Who Benefits and How

law enforcement, courts, victims, and regulated public-safety actors may benefit from new authority, funding, eligibility, regulatory clarity, or reduced risk created by the bill.

Who Bears the Burden and How

federal implementing agencies, law enforcement, courts, victims, and regulated public-safety actors may take on implementation duties, reporting obligations, compliance costs, or oversight responsibilities.

Key Provisions

  • Section H3ED37FBF56A446F48BFB484A8A31F6C7: 1. Short title This Act may be cited as the Keep Our Streets Safe Act of 2024.
  • Section H0F3A472F7EA048239CC5FF7DE9AA8D99: 2. Requirement for States receiving Byrne grant funds Section 505 of the Omnibus Crime Control and Safe Streets Act of 1968 (34 U.S.C. 10156) is amended by...

Evidence Chain:

This summary is generated from the full bill text using AI analysis. Expand "Detailed Analysis" below for identified beneficiaries/burden bearers with clause-level evidence links.

At a Glance

What This Bill Does

This bill, To provide for the reallocation of certain grant funds from jurisdictions that do not allow for consideration the danger, risk, or threat an individual poses to the community when determining bail or pretrial release or that have in effect a policy providing for the sealing of certain criminal records., changes federal law or congressional policy affecting law enforcement, courts, victims, and regulated public-safety actors.

Key Policy Areas

Criminal Justice

Primary Purpose

This bill, To provide for the reallocation of certain grant funds from jurisdictions that do not allow for consideration the danger, risk, or threat an individual poses to the community when determining bail or pretrial release or that have in effect a policy providing for the sealing of certain criminal records., changes federal law or congressional policy affecting law enforcement, courts, victims, and regulated public-safety actors.

Policy Domains

Criminal Justice

Whole bill

Identified Gains
  • law enforcement, courts, victims, and regulated public-safety actors
Model: codex-gpt-5 | Version: bill_summary_v2 | Source: ih
law enforcement, courts, victims, and regulated public-safety actors:
Identified Costs
  • federal implementing agencies
  • law enforcement, courts, victims, and regulated public-safety actors
Model: codex-gpt-5 | Version: bill_summary_v2 | Source: ih
federal implementing agencies:
law enforcement, courts, victims, and regulated public-safety actors:

Legislative Progress

Introduced
Introduced Committee Passed
Sep 19, 2024

Mr. Molinaro (for himself, Mr. LaLota, Ms. Malliotakis, Mr. Garbarino, …
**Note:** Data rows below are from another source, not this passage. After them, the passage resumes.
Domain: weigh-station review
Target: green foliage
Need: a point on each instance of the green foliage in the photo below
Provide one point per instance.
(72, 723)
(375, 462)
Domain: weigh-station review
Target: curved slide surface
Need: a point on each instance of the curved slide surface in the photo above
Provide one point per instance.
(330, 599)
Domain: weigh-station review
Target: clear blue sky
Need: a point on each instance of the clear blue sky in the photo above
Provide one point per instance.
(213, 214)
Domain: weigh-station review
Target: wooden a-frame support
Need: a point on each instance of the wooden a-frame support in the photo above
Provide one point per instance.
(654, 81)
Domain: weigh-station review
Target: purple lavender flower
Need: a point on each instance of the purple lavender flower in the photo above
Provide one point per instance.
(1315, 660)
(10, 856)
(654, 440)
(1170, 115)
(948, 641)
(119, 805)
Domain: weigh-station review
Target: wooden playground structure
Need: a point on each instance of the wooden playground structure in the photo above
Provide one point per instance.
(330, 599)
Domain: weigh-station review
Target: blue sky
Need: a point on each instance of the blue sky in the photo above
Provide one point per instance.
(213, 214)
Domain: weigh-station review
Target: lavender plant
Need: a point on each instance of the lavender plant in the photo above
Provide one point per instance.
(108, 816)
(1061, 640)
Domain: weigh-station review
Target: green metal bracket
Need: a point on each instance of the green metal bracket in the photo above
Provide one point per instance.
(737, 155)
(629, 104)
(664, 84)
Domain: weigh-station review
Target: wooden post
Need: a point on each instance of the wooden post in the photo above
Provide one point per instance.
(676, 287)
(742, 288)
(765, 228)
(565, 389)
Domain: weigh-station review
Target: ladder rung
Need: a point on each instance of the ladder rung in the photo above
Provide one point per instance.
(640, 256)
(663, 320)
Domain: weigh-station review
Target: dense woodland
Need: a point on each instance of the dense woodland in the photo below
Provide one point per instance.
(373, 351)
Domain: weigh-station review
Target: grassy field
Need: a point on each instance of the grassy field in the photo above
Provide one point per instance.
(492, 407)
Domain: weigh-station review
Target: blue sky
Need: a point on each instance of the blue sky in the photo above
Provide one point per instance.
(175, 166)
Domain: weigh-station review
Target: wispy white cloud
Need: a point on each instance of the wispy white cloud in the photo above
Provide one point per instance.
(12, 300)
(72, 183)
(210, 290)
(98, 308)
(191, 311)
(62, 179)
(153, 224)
Impact analysis is available but no clear stakeholder effects identified. View clause-level analysis →

Bill Structure & Actor Mappings

Who is "The Secretary" in each section?

Domains
Criminal Justice
Actor Mappings
"federal_implementing_agencies"
→ Federal agencies assigned duties by the bill

We use a combination of our own taxonomy and classification in addition to large language models to assess meaning and potential beneficiaries. High confidence means strong textual evidence. Always verify with the original bill text.